7月1日と2日の2日間にわたって東京・両国国技館で開催されたWWE日本公演で主役になったのは今年1月に新日本プロレスを退団、4月1日にテキサス州ダラスにおけるNXTの「テイクオーバー・ダラス」でWWEデビューを果たしたシンスケ・ナカムラこと中邑真輔です。初日は若き日に天龍源一郎率いるWARで日本スタイルのプロレスを学び、やがてWWEでレジェンド的存在になったクリス・ジェリコ、2日目には元NXT王者ケビン・オーエンズに快勝してWWEデビュー以来無敗の記録を更新。大観衆の「ナ・カ・ム・ラ!」というWWE流のチャントが両国を包みました。

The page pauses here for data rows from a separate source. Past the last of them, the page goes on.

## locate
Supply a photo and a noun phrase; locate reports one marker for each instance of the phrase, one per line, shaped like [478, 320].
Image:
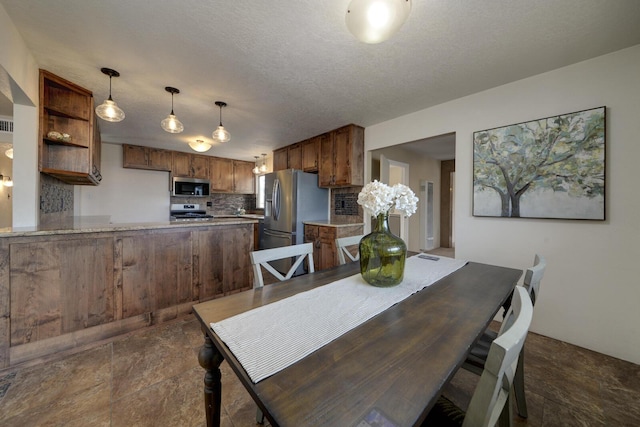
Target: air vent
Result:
[6, 126]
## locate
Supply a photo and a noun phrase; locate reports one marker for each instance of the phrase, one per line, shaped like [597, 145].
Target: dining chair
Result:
[343, 244]
[491, 400]
[476, 360]
[260, 259]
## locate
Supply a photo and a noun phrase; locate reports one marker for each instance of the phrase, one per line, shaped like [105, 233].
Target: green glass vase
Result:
[382, 255]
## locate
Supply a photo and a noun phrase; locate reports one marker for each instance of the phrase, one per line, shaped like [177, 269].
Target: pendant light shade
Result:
[109, 110]
[374, 21]
[199, 145]
[171, 124]
[221, 134]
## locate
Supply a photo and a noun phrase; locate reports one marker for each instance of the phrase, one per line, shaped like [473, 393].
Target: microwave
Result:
[194, 187]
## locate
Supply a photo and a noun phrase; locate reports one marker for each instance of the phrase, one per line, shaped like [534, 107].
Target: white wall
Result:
[591, 291]
[124, 195]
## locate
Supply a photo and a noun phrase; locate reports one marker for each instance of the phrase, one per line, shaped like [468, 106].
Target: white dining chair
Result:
[491, 400]
[260, 259]
[476, 360]
[343, 244]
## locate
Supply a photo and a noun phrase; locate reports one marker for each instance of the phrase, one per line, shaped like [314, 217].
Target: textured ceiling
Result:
[290, 70]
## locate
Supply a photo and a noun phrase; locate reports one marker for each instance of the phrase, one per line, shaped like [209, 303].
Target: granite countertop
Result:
[333, 224]
[79, 227]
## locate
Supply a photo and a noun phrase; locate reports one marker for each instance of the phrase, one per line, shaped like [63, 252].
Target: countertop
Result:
[333, 224]
[79, 227]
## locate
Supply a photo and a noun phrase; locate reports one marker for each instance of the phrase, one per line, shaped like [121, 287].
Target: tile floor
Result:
[120, 383]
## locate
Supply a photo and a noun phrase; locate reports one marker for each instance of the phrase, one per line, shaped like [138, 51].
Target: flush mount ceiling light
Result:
[199, 145]
[374, 21]
[221, 134]
[171, 124]
[109, 110]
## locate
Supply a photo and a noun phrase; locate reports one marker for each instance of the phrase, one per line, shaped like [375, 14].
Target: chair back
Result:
[491, 396]
[261, 259]
[343, 243]
[533, 276]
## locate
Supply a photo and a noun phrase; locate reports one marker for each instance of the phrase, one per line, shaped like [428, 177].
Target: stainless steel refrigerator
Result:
[291, 197]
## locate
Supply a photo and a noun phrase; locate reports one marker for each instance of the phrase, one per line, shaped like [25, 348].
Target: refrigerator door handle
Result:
[276, 199]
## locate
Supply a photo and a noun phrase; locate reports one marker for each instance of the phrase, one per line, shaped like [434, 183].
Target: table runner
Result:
[269, 338]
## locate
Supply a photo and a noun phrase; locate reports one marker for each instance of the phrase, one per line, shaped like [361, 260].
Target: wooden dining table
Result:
[393, 367]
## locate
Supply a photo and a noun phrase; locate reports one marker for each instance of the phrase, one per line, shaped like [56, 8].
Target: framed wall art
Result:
[547, 168]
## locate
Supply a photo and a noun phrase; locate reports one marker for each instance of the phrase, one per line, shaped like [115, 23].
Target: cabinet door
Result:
[280, 159]
[221, 174]
[295, 156]
[325, 171]
[244, 181]
[199, 166]
[159, 159]
[134, 156]
[181, 164]
[310, 151]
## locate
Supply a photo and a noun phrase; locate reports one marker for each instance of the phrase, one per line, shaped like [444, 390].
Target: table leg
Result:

中邑の凄さはキャラクターが変わっていないことです。通常、WWEは選手をスカウトするとリングネームやキャラクターをWWE流にアレンジしますが、中邑はシンスケ・ナカムラとしてデビュー。変わったのはテーマ曲、それに必殺技ボマイェの名称がキンシャサになっただけ。あとはコスチュームも、ファイトスタイルも中邑真輔オリジナルです。キング・オブ・ストロングスタイルというキャッチフレーズも新日本時代のままで、WWEは中邑真輔をそのまま直輸入したことになります。

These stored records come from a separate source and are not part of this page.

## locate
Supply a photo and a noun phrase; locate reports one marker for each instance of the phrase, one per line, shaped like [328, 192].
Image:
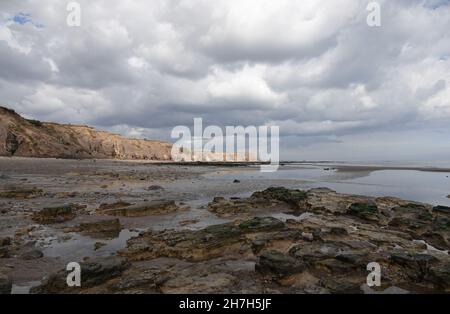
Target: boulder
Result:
[51, 215]
[93, 273]
[5, 284]
[276, 263]
[103, 229]
[20, 193]
[365, 211]
[144, 209]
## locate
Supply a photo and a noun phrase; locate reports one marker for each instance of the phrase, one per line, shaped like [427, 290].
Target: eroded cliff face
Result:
[26, 138]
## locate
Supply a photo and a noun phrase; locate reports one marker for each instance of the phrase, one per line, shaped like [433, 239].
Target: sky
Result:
[337, 88]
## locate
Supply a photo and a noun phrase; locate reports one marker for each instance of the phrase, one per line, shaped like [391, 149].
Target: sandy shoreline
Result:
[131, 218]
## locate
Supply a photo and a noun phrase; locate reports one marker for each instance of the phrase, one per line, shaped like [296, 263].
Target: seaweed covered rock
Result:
[276, 263]
[93, 273]
[367, 211]
[212, 241]
[142, 209]
[21, 193]
[58, 214]
[103, 229]
[295, 198]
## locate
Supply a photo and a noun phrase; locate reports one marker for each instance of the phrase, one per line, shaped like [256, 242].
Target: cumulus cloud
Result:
[316, 69]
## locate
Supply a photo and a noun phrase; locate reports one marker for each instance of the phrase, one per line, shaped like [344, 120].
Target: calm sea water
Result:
[422, 186]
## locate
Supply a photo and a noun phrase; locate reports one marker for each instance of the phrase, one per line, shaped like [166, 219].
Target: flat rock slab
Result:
[144, 209]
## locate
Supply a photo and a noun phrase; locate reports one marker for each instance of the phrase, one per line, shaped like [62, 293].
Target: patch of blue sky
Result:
[24, 18]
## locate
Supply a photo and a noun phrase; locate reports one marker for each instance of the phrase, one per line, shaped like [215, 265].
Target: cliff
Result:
[30, 138]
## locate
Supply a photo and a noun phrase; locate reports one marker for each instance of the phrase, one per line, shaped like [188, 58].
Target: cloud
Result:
[314, 68]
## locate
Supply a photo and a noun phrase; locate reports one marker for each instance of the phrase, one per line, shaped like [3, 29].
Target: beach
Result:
[180, 228]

もうひとりの主役となったアスカは昨年10月にNXTでデビューし、シンスケ・ナカムラがデビューした4月1日のダラスでベイリーを撃破してNXT女子王座を獲得。日本人女子レスラーがWWEでチャンピオンになったのは立野記代&山崎五紀のJBエンジェルズ(88年1月=世界女子タッグ王者)、ブル中野(94年11月=世界女子王者)に次ぐ快挙です。初日にはナタリア、2日目にはベッキー・リンチ相手に王座防衛に成功しました。リングネームこそ華名からアスカに変わりましたが、ベースはサブミッションと打撃を主軸にした日本流のファイト。本人は「アメリカと日本では間やリズムがまったく違うので、そこで自分のスタイルをどうやってミックスさせるかが課題」と言っていますが、何も違和感はありませんでした。

シンスケ・ナカムラとアスカが所属するNXTはWWEの中でファームに位置付けられていますが、2人が1軍に昇格するのは時間の問題と見られています。

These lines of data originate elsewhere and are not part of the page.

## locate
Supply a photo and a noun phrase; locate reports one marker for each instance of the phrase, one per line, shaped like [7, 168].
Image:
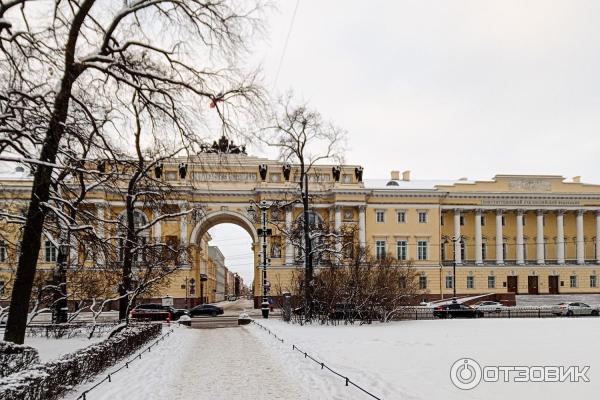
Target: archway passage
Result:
[225, 256]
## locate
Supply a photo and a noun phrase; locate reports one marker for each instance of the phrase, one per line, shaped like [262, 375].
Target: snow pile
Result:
[50, 380]
[15, 357]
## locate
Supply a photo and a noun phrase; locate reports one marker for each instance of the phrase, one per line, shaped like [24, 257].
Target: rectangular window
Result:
[380, 249]
[50, 251]
[470, 282]
[401, 250]
[3, 251]
[422, 250]
[401, 215]
[573, 280]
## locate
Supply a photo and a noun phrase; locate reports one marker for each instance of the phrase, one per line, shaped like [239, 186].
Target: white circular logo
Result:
[465, 373]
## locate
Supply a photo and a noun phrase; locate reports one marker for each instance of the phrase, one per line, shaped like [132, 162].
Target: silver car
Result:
[489, 306]
[575, 308]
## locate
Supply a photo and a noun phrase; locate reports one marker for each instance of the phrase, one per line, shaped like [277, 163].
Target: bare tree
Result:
[66, 59]
[303, 138]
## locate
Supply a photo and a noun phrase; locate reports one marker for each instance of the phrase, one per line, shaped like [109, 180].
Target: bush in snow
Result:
[51, 380]
[16, 357]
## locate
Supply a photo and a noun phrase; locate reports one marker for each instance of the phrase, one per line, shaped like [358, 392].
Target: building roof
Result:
[425, 184]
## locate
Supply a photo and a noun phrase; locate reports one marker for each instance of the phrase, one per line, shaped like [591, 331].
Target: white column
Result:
[560, 237]
[157, 228]
[457, 255]
[183, 234]
[520, 255]
[598, 236]
[101, 230]
[539, 239]
[338, 228]
[499, 238]
[289, 247]
[478, 239]
[362, 234]
[580, 240]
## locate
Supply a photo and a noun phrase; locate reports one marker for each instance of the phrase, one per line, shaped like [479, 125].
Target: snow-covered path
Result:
[201, 364]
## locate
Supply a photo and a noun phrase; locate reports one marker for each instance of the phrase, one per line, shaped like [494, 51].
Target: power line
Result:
[287, 38]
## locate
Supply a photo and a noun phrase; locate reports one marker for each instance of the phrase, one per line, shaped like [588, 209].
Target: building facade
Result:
[536, 234]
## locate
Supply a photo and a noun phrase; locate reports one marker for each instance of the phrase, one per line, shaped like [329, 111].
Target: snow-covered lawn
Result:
[193, 364]
[412, 359]
[51, 348]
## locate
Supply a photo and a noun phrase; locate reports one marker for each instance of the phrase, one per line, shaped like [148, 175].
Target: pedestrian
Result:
[271, 304]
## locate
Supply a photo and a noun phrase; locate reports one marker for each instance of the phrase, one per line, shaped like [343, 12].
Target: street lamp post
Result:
[264, 232]
[454, 240]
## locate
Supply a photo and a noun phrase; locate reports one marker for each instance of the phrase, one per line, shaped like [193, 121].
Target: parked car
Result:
[206, 309]
[489, 306]
[456, 310]
[156, 312]
[576, 308]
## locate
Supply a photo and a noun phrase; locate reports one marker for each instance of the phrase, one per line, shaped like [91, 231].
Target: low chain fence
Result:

一昨年7月12日の大阪公演でハルク・ホーガンに呼び込まれてリング上で契約書にサインするという破格な扱いでWWE入りした元プロレスリング・ノアのKENTAの今後も注目されます。イタミ・ヒデオの名前でNXTでデビューし、昨年3月にはWWEの年開催大イベント『レッスルマニア31』にも出場しましたが、5月に左肩を負傷してずっと欠場を続けていました。それから約1年、6月30日、フロリダ州ウインターヘブンにおけるNXTライブ・イベントでカムバックを果たしたのです。今後のシンスケ・ナカムラとヒデオ・イタミの元新日本のカリスマと元ノアのカリスマの競争も楽しみです。

日本育ちの外国人レスラーもWWEで台頭

今回の日本公演でシンスケ・ナカムラ、アスカと同様に大人気を博したのが新日本でバレットクラブとして活躍したAJスタイルズ、カール・アンダーソン、ドク(WWEではルーク)・ギャローズの3人です。この3人はWWEでもザ・クラブなるユニットを結成。2日目にはザ・クラブとしてジョン・シナ、ジェイ&ジミーのウーソズのトリオと対戦しましたが、日本のファンはバレットクラブの復活に大喜び。バレットクラブ=ザ・クラブは、本来はヒールなのですが、試合後には客席四方に向かって深々と礼。彼らと日本のファンの絆が垣間見えたシーンでした。

このザ・クラブのように日本で人気を博した外国人レスラーもWWEで台頭しています。アイルランドから新日本の留学生になり、その後、IWGPジュニアヘビー級王者として人気者になったプリンス・デヴィットは一昨年10月にフィン・ベイラーの名前でヒデオ・イタミのパートナーとしてNXTデビューを果たし、昨年7月4日に古巣・日本でNXT王者になって大歓声を浴びました。

今年に入ってから日本からWWEに移籍したのはマイキー・ニコルス&シェイン・ヘイストのTMDKです。彼らはプロレスリング・ノアの留学生として日本の土を踏み、その後、正式にノア所属になり、GHCタッグ王者としても活躍。3月にノアにけじめの参戦をした後にWWEと正式契約し、5月にマイキー・ニコルスはニック・ミラー、シェイン・ヘイストはシェイン・ソーンに改名してNXTデビュー。チーム名もTM-61に変わりました。そして6月30日のヒデオ・イタミの復帰戦のパートナーにもなりました。WWEでは元GHCシングル&タッグ王者の揃い踏みという現象が起きているのです。

最近、アメリカのレスラーの間では「国内の小さなプロモーションでファイトしているよりも日本でファイトした方がWWEのスカウトの目に留まるチャンスがある」と言われています。日本のプロレスを学んでWWEに入るというのが理想のコースになっているようです。

また、日本人レスラーのWWE進出もさらに加速しそうです。6月23日にフロリダ州オーランドで世界各国から32人が参加した92キロ以下のクルーザー級クラシック・トーナメントがスタートしましたが、日本からは飯伏幸太、かつてWWEでトップを張ったTAJIRI、ドラゴンゲートの戸澤陽がエントリーされました。その模様は7月14日にWWEネットワークで配信されます。

WWEはテレビやネット配信に力をいれており、プロモと呼ばれるインタビューもレスラーにとっては重要な要素になります。かつては「ネイティブのような英語を操れない日本人はWWEでは成功できない」と言われていましたが、今では言語を超越した日本のプロレスのパフォーマンスが広く世界に認知されています。今後、ますます日本のプロレス文化がWWEを席巻することでしょう。